Negotiating the deal
Often when you use a proper negotiation
technique you can get a reasonable discount. Here are a few
1. Start negotiating from the beginning. Try to get a discount
from the very first time you phone about a car. If they ask for
$15,000, ask them if it's worth to come if the $14,500 is your
bottom line, considering that you are the real buyer. Usually
they won't say "No", which means that when you come, you can
start negotiating down from $14,500, not from $15,000
2. Negotiate the total price. Dealers always like to add
something to the top of the sticker price. Ask for a total price
"on the road" and use it for a negotiation.
3. Make a lower offer. Don't be afraid to make a lower offer. If
they are asking $15,000, offer $13,000. If the salesperson
believes you will really buy a car, he/she will go down in
price, and maybe you will then get the car for $13,800 or
4. Be ready to leave if you feel any pressure or if you have any
hesitations about the car - there are so many other cars
available. You don't have to decide immediately. Do not give a
deposit or sign anything until you are absolutely satisfied with
the car and conditions.
5. Nothing works better than competition. Let's say you have two
cars on your list that you're interested in. Show it to the
salesperson and say you will buy a car from whomever gives you
the better price. For example, if one of the salespersons offers
you a $500 discount, phone to another dealer on your list and
ask them if they can match it.
6. Whatever is promised by a dealer, ask to confirm in writing.

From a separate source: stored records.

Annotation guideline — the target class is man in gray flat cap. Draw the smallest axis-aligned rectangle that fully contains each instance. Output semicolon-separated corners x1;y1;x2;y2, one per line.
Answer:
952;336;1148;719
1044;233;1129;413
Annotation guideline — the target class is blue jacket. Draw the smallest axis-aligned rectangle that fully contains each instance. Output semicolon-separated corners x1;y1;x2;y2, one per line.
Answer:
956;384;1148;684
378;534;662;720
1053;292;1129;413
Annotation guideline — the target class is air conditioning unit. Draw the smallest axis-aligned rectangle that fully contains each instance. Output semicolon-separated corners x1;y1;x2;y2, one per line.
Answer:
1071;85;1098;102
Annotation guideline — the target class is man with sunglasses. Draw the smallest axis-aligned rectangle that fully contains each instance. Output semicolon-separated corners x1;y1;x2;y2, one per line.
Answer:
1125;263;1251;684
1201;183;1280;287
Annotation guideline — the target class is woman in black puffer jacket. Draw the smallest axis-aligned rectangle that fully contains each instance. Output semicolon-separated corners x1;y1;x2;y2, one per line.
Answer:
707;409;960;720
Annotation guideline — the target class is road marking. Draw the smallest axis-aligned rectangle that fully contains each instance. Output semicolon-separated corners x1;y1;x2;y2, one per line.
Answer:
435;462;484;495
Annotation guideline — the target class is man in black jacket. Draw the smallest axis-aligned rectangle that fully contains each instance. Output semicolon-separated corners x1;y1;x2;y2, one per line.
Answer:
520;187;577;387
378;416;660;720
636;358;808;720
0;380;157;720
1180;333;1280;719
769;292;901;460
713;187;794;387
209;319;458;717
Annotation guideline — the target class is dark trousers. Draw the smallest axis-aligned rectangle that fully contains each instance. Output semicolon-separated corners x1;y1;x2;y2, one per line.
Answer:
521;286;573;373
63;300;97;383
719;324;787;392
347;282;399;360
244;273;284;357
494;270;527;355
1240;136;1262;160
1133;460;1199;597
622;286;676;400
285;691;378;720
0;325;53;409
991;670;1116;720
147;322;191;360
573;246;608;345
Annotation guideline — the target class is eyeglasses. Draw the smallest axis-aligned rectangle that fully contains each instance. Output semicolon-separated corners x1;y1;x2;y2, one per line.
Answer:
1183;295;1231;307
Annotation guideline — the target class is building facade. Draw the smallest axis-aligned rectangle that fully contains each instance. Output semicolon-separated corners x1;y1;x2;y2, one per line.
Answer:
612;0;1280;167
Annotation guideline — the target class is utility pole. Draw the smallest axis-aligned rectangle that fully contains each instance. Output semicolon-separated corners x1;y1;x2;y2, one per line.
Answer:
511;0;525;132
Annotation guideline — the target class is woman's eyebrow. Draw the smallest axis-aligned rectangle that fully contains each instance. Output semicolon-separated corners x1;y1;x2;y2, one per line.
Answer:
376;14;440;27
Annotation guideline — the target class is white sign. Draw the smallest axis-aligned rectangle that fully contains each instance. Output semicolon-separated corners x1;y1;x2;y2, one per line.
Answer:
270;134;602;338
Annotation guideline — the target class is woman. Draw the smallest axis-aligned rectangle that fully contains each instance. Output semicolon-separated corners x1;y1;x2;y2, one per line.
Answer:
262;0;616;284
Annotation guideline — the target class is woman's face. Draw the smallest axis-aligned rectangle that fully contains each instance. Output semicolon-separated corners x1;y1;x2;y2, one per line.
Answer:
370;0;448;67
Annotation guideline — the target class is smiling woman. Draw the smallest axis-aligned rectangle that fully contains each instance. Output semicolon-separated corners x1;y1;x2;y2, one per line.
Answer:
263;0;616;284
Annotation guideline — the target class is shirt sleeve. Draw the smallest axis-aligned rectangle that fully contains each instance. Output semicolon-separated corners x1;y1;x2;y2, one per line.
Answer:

Negotiate all the details of the deal. If the dealer promises to
install new tires, make sure you agree on what kind of tires -
cheapest available or of well known brand like Michelin or
Goodyear. If there is some kind of warranty that comes with the
car, make sure you understand all terms and condition. If the
dealer promises to show you all service records, make sure you
check them before you pay for a car.